Alexander Denton came of an old Buckinghamshire family, who had been seated since 1547 at Hillesden, 3 miles from Buckingham, owning also the Prebend End manor in that borough.3 Between 1689 and 1708 his father represented Buckingham in three Parliaments and his brother, Sir Edmund, in five, the latter being also returned for the county in 1708 and 1710. Denton first came to the fore as counsel in the Aylesbury case of 1705, succeeding his brother at Buckingham in 1708. A protege of Lord Wharton’s, he was again returned there as a Whig on his own interest in 1715, voting for the septennial bill in 1716, absent on the repeal of the Occasional Conformity and Schism Acts, and voting against the peerage bill in 1719. His only known speech was in favour of postponing the impeachment of the Duke of Ormonde in June 1715.4

Soon after re-election in 1722 Denton vacated his seat on appointment to a judgeship.

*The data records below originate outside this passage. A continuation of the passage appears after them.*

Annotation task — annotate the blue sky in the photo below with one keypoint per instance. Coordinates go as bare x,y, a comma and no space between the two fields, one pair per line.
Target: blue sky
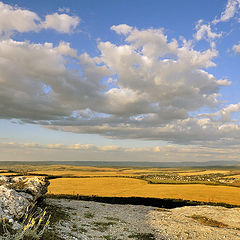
119,80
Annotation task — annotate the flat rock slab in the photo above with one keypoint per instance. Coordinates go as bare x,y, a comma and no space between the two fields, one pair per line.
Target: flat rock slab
92,220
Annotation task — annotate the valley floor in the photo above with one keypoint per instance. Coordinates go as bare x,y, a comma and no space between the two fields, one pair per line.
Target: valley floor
92,220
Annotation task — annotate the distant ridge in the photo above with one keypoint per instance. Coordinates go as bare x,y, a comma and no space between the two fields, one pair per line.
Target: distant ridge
127,164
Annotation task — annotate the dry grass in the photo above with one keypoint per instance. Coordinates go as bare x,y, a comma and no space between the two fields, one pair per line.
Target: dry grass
206,172
128,187
208,221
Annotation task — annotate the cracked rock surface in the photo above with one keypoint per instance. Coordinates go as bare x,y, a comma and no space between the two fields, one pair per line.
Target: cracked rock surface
17,193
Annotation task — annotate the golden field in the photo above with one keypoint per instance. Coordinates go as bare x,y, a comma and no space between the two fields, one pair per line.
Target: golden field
205,172
127,187
130,181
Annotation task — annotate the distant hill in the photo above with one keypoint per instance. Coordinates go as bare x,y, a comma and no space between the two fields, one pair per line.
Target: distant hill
127,163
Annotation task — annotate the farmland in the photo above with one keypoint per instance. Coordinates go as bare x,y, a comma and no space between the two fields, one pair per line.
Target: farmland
207,185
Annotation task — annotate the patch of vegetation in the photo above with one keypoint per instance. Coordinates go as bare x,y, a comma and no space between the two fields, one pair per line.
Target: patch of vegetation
102,226
112,219
142,236
57,213
146,201
88,215
82,230
33,226
208,221
109,237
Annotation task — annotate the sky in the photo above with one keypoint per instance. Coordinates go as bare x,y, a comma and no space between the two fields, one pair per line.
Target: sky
119,80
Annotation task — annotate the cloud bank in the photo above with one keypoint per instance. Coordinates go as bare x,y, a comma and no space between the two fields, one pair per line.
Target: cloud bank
149,87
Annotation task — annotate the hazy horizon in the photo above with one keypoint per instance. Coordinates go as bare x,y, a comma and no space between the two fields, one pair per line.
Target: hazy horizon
144,81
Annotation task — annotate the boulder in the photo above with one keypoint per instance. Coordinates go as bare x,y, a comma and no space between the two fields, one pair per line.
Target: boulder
17,193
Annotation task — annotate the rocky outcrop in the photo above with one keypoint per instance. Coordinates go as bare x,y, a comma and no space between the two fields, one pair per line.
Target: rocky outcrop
17,193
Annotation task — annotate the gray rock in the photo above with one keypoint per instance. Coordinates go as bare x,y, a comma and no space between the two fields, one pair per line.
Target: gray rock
17,193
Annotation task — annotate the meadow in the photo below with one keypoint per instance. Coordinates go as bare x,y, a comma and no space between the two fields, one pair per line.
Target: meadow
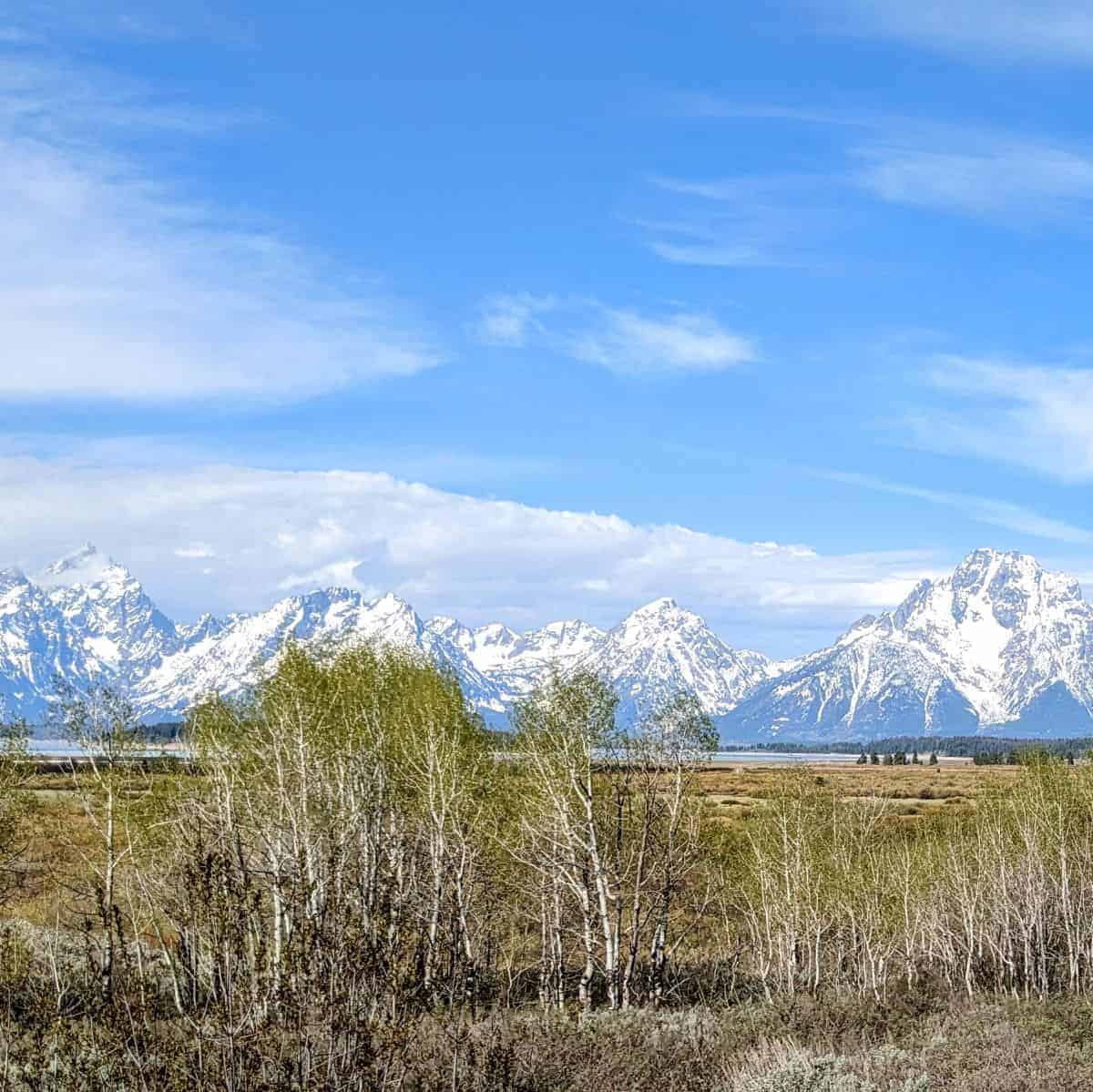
348,890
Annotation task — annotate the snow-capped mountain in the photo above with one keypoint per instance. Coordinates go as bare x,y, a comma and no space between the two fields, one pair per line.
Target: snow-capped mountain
87,618
1000,645
225,656
516,661
660,649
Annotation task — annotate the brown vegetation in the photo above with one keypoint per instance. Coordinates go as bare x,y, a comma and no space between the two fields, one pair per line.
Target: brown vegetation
349,891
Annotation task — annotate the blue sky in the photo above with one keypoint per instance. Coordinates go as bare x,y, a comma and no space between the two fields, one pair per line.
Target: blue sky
536,312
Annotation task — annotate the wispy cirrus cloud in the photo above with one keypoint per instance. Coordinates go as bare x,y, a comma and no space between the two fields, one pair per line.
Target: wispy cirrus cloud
115,284
621,339
867,159
1049,31
234,536
1012,517
983,175
1037,416
511,320
632,343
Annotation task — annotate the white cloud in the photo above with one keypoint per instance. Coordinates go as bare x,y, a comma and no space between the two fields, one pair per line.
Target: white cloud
631,343
509,320
1036,416
278,531
620,339
1037,30
978,175
195,551
113,284
1012,517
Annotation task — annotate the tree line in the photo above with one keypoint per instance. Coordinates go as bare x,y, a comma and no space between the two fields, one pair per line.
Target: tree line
350,852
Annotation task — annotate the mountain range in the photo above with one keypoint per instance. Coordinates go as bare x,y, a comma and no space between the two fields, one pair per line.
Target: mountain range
1000,646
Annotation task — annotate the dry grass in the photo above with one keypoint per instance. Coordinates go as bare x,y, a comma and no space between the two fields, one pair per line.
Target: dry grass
733,792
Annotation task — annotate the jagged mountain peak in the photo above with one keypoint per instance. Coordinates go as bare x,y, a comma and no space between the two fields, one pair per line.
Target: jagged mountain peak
998,642
12,577
77,560
83,567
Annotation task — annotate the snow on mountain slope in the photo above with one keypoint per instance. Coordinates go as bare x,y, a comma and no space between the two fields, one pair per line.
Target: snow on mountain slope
119,632
228,658
660,649
516,661
1001,642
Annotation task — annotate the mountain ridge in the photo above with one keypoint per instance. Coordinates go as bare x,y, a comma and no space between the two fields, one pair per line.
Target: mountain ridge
1000,643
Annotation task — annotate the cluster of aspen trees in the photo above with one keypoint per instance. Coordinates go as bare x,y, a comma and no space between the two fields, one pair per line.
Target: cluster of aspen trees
845,894
350,844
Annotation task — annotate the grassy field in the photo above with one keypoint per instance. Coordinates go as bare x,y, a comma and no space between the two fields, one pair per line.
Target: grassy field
60,834
915,791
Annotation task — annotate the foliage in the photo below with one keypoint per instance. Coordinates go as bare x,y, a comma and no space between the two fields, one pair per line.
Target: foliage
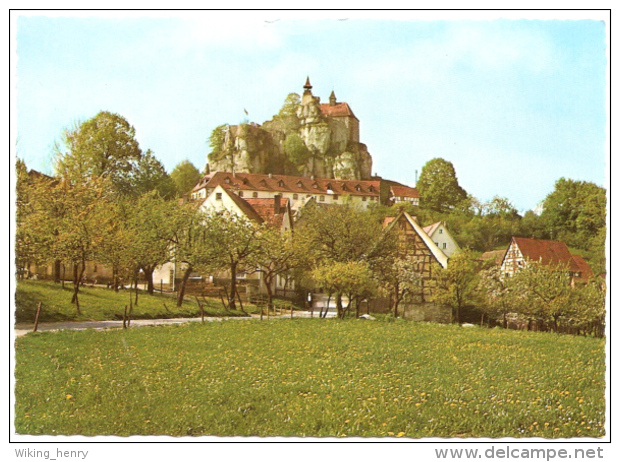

He applied unsuccessfully to Walpole in January 1736 to be made lord chief justice of the common pleas and again in February 1737 to be made lord chief justice of the King’s bench (see under Willes, John) but Walpole told him that he was ‘too old and infirm to discharge the duty’. Offered the post of chief baron of the Exchequer in 1738, he at first refused; but ‘when I shewed a willingness to submit ... the objection was made and no time given me to do what [was] required’. ‘My greatest desire is to know why I was so very much pressed to take it and why I was so easily dropped.’5 He died 22 Mar. 1740, leaving his estate to his nephew George Chamberlayne.

Ref Volumes: 1715-1754

Author: R. S. Lea

Notes

  • 1. Swift, Works, ed. Scott, v. 19.
  • 2. Cal. Treas. Bks. xxix. 325.
  • 3. VCH Bucks. iii. 483; iv. 175; Lipscomb, Bucks. iii. 17-18.
  • 4. Letters of Jos. Addison, ed. W. Graham, 341.
  • 5. Add. 35585, f. 305; 35586, ff. 54, 56, 60, 63; HMC Egmont Diary, ii. 348-9.